Thread: LWLockAcquire problems
I posted this earlier but it didn't seem to go through. I apologize in advance if you've gotten this twice. Since I posted earlier this error happened 2 additional times. It's now a critical issue for our site: I'm seeing the following error about once a week or so: 2002-08-13 12:37:28 [24313] FATAL 1: LWLockAcquire: can't wait without a PROC structure It's usually preceded by these: 2002-08-13 12:37:28 [24313] FATAL 1: Database "template0" is not currently accepting connections And immediately followed by this: 2002-08-13 12:37:28 [12532] DEBUG: server process (pid 24313) exited with exit code 1 2002-08-13 12:37:28 [12532] DEBUG: terminating any other active server processes All active database processes then immediately do the following: 2002-08-13 12:37:28 [24311] NOTICE: Message from PostgreSQL backend: The Postmaster has informed me that some otherbackend died abnormally and possibly corrupted shared memory. I have rolled back the current transactionand am going to terminate your database system connection and exit. Please reconnect to the databasesystem and repeat your query. Ouch! Any idea what's going on here? Is the LWLockAcquire related to something like the size of the lock table or something? Any help on eliminating this error would be appreciated. Thanks! ss Scott Shattuck Technical Pursuit Inc.
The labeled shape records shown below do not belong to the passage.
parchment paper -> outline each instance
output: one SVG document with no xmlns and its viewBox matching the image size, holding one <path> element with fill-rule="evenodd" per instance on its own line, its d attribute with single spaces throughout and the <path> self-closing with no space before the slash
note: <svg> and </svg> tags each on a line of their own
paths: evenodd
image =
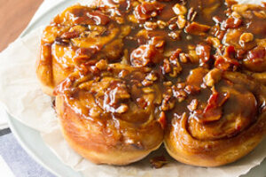
<svg viewBox="0 0 266 177">
<path fill-rule="evenodd" d="M 47 146 L 64 164 L 82 172 L 85 177 L 237 177 L 260 165 L 266 157 L 264 141 L 238 162 L 216 168 L 183 165 L 173 160 L 163 148 L 128 166 L 97 165 L 82 158 L 64 140 L 51 98 L 42 92 L 35 76 L 35 65 L 42 30 L 42 27 L 35 29 L 19 38 L 0 54 L 0 102 L 13 118 L 38 130 Z M 151 168 L 150 157 L 162 154 L 169 163 L 160 169 Z"/>
</svg>

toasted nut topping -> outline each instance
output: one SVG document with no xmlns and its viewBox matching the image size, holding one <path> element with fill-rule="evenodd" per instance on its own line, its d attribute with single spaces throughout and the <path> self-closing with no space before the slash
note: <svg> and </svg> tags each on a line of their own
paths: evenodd
<svg viewBox="0 0 266 177">
<path fill-rule="evenodd" d="M 242 34 L 242 35 L 240 36 L 240 42 L 252 42 L 254 40 L 254 35 L 251 33 L 244 33 Z"/>
<path fill-rule="evenodd" d="M 204 82 L 208 87 L 213 87 L 216 82 L 221 80 L 222 71 L 217 68 L 214 68 L 207 73 L 204 77 Z"/>
<path fill-rule="evenodd" d="M 176 4 L 173 7 L 173 11 L 176 15 L 185 15 L 187 12 L 187 9 L 184 5 L 180 5 L 179 4 Z"/>
<path fill-rule="evenodd" d="M 180 29 L 183 29 L 185 27 L 186 19 L 184 15 L 179 15 L 177 19 L 177 26 Z"/>
</svg>

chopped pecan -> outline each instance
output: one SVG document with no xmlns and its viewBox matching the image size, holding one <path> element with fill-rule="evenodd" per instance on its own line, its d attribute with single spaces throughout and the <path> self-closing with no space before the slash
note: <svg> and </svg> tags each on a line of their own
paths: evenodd
<svg viewBox="0 0 266 177">
<path fill-rule="evenodd" d="M 204 77 L 204 82 L 208 87 L 213 87 L 222 78 L 222 71 L 217 68 L 214 68 L 209 71 Z"/>
<path fill-rule="evenodd" d="M 187 106 L 190 112 L 193 112 L 197 110 L 199 105 L 199 101 L 197 99 L 193 99 L 191 104 Z"/>
<path fill-rule="evenodd" d="M 222 27 L 225 29 L 236 28 L 242 25 L 242 19 L 235 17 L 230 17 L 222 23 Z"/>
<path fill-rule="evenodd" d="M 152 17 L 156 17 L 164 6 L 157 1 L 144 2 L 136 7 L 134 15 L 139 21 L 145 21 Z"/>
<path fill-rule="evenodd" d="M 165 96 L 162 104 L 160 106 L 160 110 L 163 112 L 171 110 L 175 107 L 176 100 L 173 99 L 170 96 Z"/>
<path fill-rule="evenodd" d="M 154 45 L 141 45 L 132 51 L 130 61 L 134 66 L 145 66 L 148 64 L 157 64 L 162 58 L 161 53 Z"/>
<path fill-rule="evenodd" d="M 187 12 L 186 7 L 179 4 L 178 3 L 174 5 L 173 11 L 176 15 L 185 15 Z"/>
<path fill-rule="evenodd" d="M 196 53 L 200 56 L 201 62 L 207 63 L 210 58 L 211 47 L 206 43 L 198 44 Z"/>
<path fill-rule="evenodd" d="M 189 34 L 195 35 L 203 35 L 207 32 L 211 27 L 207 25 L 202 25 L 197 22 L 190 23 L 186 27 L 185 31 Z"/>
</svg>

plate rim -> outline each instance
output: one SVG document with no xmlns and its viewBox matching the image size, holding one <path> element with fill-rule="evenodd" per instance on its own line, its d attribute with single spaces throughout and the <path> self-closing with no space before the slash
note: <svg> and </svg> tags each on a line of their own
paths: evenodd
<svg viewBox="0 0 266 177">
<path fill-rule="evenodd" d="M 61 3 L 59 3 L 58 4 L 56 4 L 55 6 L 50 8 L 50 9 L 46 9 L 44 10 L 44 12 L 36 19 L 35 19 L 35 20 L 31 21 L 31 23 L 23 30 L 23 32 L 20 35 L 19 38 L 20 37 L 24 37 L 25 35 L 28 35 L 30 32 L 32 32 L 33 30 L 36 29 L 38 27 L 41 27 L 40 25 L 38 25 L 38 22 L 43 20 L 43 19 L 44 18 L 44 16 L 48 15 L 51 11 L 58 11 L 58 9 L 60 6 L 63 6 L 64 8 L 67 7 L 66 4 L 74 4 L 74 3 L 77 3 L 77 1 L 74 0 L 64 0 Z M 53 17 L 51 18 L 51 19 L 52 19 Z M 43 168 L 45 168 L 46 170 L 48 170 L 49 172 L 51 172 L 52 174 L 54 174 L 55 176 L 62 176 L 62 174 L 60 173 L 58 173 L 57 171 L 55 171 L 53 168 L 51 168 L 49 165 L 45 164 L 45 162 L 43 162 L 42 158 L 39 158 L 39 156 L 34 152 L 34 150 L 32 150 L 27 145 L 27 142 L 23 141 L 23 138 L 21 137 L 21 135 L 19 135 L 18 131 L 16 130 L 16 127 L 14 126 L 13 121 L 16 121 L 18 124 L 26 126 L 27 127 L 35 130 L 34 128 L 23 124 L 22 122 L 20 122 L 20 120 L 16 119 L 15 118 L 13 118 L 10 113 L 8 113 L 5 110 L 5 108 L 4 108 L 4 110 L 5 111 L 6 113 L 6 119 L 9 125 L 10 129 L 12 130 L 13 135 L 15 136 L 16 140 L 18 141 L 18 142 L 20 143 L 20 145 L 23 148 L 23 150 L 25 150 L 25 151 L 27 151 L 27 153 L 36 162 L 38 163 L 40 165 L 42 165 Z M 41 136 L 41 133 L 36 131 L 36 134 L 38 134 Z M 42 137 L 42 136 L 41 136 Z M 266 138 L 265 138 L 266 139 Z M 44 142 L 43 139 L 41 139 L 42 142 Z M 45 143 L 45 142 L 44 142 Z M 52 150 L 48 147 L 45 146 L 45 148 L 47 148 L 51 153 Z M 54 154 L 54 153 L 53 153 Z M 55 155 L 56 156 L 56 155 Z M 60 159 L 56 157 L 59 161 Z M 264 161 L 266 160 L 266 158 L 264 158 Z M 263 162 L 263 161 L 262 161 Z M 63 164 L 60 161 L 60 165 L 66 166 L 67 168 L 71 169 L 74 173 L 76 173 L 76 175 L 78 176 L 78 174 L 80 173 L 74 171 L 74 169 L 72 169 L 70 166 Z M 262 165 L 262 164 L 260 164 L 259 165 Z M 256 165 L 254 167 L 257 167 L 259 165 Z M 251 170 L 253 170 L 254 167 L 253 167 Z M 266 166 L 265 166 L 266 167 Z M 250 171 L 251 171 L 250 170 Z M 247 173 L 250 173 L 250 171 L 247 172 Z M 245 177 L 247 173 L 243 174 Z M 81 176 L 83 176 L 81 174 Z M 241 175 L 242 176 L 242 175 Z M 65 176 L 62 176 L 65 177 Z"/>
</svg>

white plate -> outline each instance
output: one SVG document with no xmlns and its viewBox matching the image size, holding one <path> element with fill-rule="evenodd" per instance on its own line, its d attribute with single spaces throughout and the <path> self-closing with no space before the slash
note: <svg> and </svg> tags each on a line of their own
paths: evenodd
<svg viewBox="0 0 266 177">
<path fill-rule="evenodd" d="M 21 35 L 26 35 L 33 29 L 48 24 L 52 17 L 62 12 L 67 6 L 76 3 L 75 0 L 67 0 L 59 4 L 52 9 L 49 9 L 46 12 L 36 19 Z M 21 124 L 15 119 L 6 115 L 10 127 L 15 137 L 24 148 L 24 150 L 43 167 L 51 171 L 57 176 L 62 177 L 82 177 L 80 173 L 74 171 L 72 168 L 65 165 L 52 153 L 52 151 L 44 144 L 40 133 Z M 266 159 L 263 163 L 251 170 L 245 177 L 266 177 Z M 243 176 L 244 177 L 244 176 Z"/>
</svg>

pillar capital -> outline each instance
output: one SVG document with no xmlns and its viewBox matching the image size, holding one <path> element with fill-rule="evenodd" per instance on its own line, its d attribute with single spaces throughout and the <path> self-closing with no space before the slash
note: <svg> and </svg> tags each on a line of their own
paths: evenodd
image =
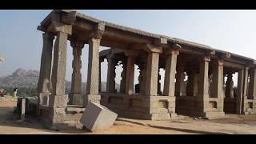
<svg viewBox="0 0 256 144">
<path fill-rule="evenodd" d="M 101 39 L 103 34 L 104 34 L 104 31 L 102 30 L 93 30 L 90 33 L 90 38 Z"/>
<path fill-rule="evenodd" d="M 178 55 L 179 50 L 165 50 L 165 54 L 166 54 L 167 55 L 170 55 L 170 54 Z"/>
<path fill-rule="evenodd" d="M 73 48 L 83 48 L 85 45 L 85 42 L 82 42 L 82 41 L 78 41 L 78 40 L 76 40 L 76 39 L 72 39 L 70 41 L 70 46 L 73 47 Z"/>
<path fill-rule="evenodd" d="M 125 54 L 126 56 L 137 56 L 137 53 L 134 50 L 126 50 Z"/>
<path fill-rule="evenodd" d="M 146 43 L 143 45 L 142 48 L 146 52 L 153 52 L 153 53 L 162 53 L 162 46 L 153 45 L 151 43 Z"/>
<path fill-rule="evenodd" d="M 50 30 L 50 31 L 63 32 L 70 35 L 71 35 L 72 34 L 71 25 L 67 25 L 57 21 L 52 21 L 52 24 L 48 29 Z"/>
<path fill-rule="evenodd" d="M 203 56 L 200 60 L 203 62 L 210 62 L 210 56 Z"/>
<path fill-rule="evenodd" d="M 95 26 L 94 29 L 90 33 L 90 38 L 101 39 L 105 31 L 105 23 L 99 22 Z"/>
<path fill-rule="evenodd" d="M 217 59 L 216 61 L 213 61 L 213 62 L 214 62 L 214 64 L 218 64 L 218 66 L 223 66 L 224 61 L 223 61 L 223 59 L 222 59 L 222 58 L 218 58 L 218 59 Z"/>
<path fill-rule="evenodd" d="M 246 69 L 246 70 L 249 70 L 250 66 L 245 66 L 245 69 Z"/>
<path fill-rule="evenodd" d="M 54 34 L 50 32 L 46 32 L 42 34 L 42 38 L 43 39 L 54 39 Z"/>
</svg>

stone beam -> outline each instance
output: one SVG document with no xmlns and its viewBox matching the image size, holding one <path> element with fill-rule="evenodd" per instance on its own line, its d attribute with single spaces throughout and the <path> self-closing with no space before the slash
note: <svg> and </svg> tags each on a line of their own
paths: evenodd
<svg viewBox="0 0 256 144">
<path fill-rule="evenodd" d="M 162 53 L 162 48 L 161 46 L 155 46 L 150 43 L 144 44 L 142 49 L 148 53 Z"/>
<path fill-rule="evenodd" d="M 158 39 L 154 39 L 154 44 L 157 45 L 157 46 L 167 45 L 167 38 L 160 38 Z"/>
<path fill-rule="evenodd" d="M 152 40 L 150 38 L 143 38 L 135 34 L 130 34 L 129 32 L 117 30 L 113 28 L 106 28 L 105 34 L 107 37 L 116 38 L 119 40 L 127 41 L 130 42 L 138 43 L 150 43 Z"/>
<path fill-rule="evenodd" d="M 48 26 L 47 31 L 58 32 L 62 31 L 63 33 L 71 35 L 72 34 L 72 26 L 66 25 L 62 22 L 57 21 L 52 21 L 52 23 Z"/>
<path fill-rule="evenodd" d="M 70 11 L 62 15 L 62 22 L 66 24 L 72 24 L 76 20 L 76 11 Z"/>
</svg>

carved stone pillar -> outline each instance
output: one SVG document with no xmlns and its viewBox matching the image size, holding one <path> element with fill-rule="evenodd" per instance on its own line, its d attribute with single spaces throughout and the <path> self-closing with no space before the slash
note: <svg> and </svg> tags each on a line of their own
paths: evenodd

Scott Shattuck <ss@technicalpursuit.com> writes: > I'm seeing the following error about once a week or so: > 2002-08-13 12:37:28 [24313] FATAL 1: LWLockAcquire: can't wait without > a PROC structure Oh? I'd love to see what makes this happen. Can you give more context? > It's usually preceded by these: > 2002-08-13 12:37:28 [24313] FATAL 1: Database "template0" is not > currently accepting connections That's interesting but I'm not sure it proves much. If I try to connect to template0 here, I only see the "not currently accepting connections" message, not any LWLock complaints. So I think there's more to it... > And immediately followed by this: > 2002-08-13 12:37:28 [12532] DEBUG: server process (pid 24313) exited > with exit code 1 That's just the effects of the FATAL 1 exit (see my comments to Tom O'Connell earlier today). The "can't wait without a PROC" failure suggests strongly that something is rotten in very early backend startup --- once MyProc has been set, it won't happen, and *darn* little happens before MyProc gets set. But I'm not sure how to proceed beyond that observation. If you can offer any context or information at all, it'd be helpful. regards, tom lane
On Tue, 2002-08-13 at 22:42, Tom Lane wrote: > Scott Shattuck <ss@technicalpursuit.com> writes: > > I'm seeing the following error about once a week or so: > > 2002-08-13 12:37:28 [24313] FATAL 1: LWLockAcquire: can't wait without > > a PROC structure > > Oh? I'd love to see what makes this happen. Can you give more context? I haven't been able to get any detailed correlation on what causes this over the past week and it's not happening often enough for me to turn on heavy logging to catch it a second time. The system details I can provide are: Solaris 8 running on a 4 CPU box with 4GB main memory. Postgres 7.2.1 built with optimization flags on and max backends at 512. Our postgresql.conf file changes are: shared_buffers = 121600 # 2*max_connections, min 16 max_fsm_relations = 512 # min 10, fsm is free space map max_fsm_pages = 65536 # min 1000, fsm is free space map max_locks_per_transaction = 256 # min 10 wal_buffers = 1600 # min 4 sort_mem = 4096 # min 32 vacuum_mem = 65536 # min 1024 wal_files = 32 # range 0-64 Because we're still in tuning mode we also changed: stats_command_string = true stats_row_level = true stats_block_level = true Fsync is true at the moment although we're considering turning that off based on performance and what appears to be high IO overhead. The average number of connections during normal operation is fairly low, roughly 30-50, although lock contention due to foreign key constraints can cause bottlenecks that push the connection count much higher while requests queue up waiting for locks to clear. We run Java-based application servers that do connection pooling and these seem to be operating properly although it might be possible that some interaction between PG and the appserver connection pools may be involved here. I don't have enough understanding of the "*darn* little" that happens before MyProc gets set to say :). Sorry I don't have more data but the activity count is high enough that logging all queries waiting for a crash to happen over a number of days can create log files that are untenable in our current environment. Again, any insight or assistance would be greatly appreciated. This is a high-volume E-commerce application and other than this bug PG has been rock solid. Eliminating this would get our uptime record where we need it for long term comfort. ss Scott Shattuck Technical Pursuit Inc.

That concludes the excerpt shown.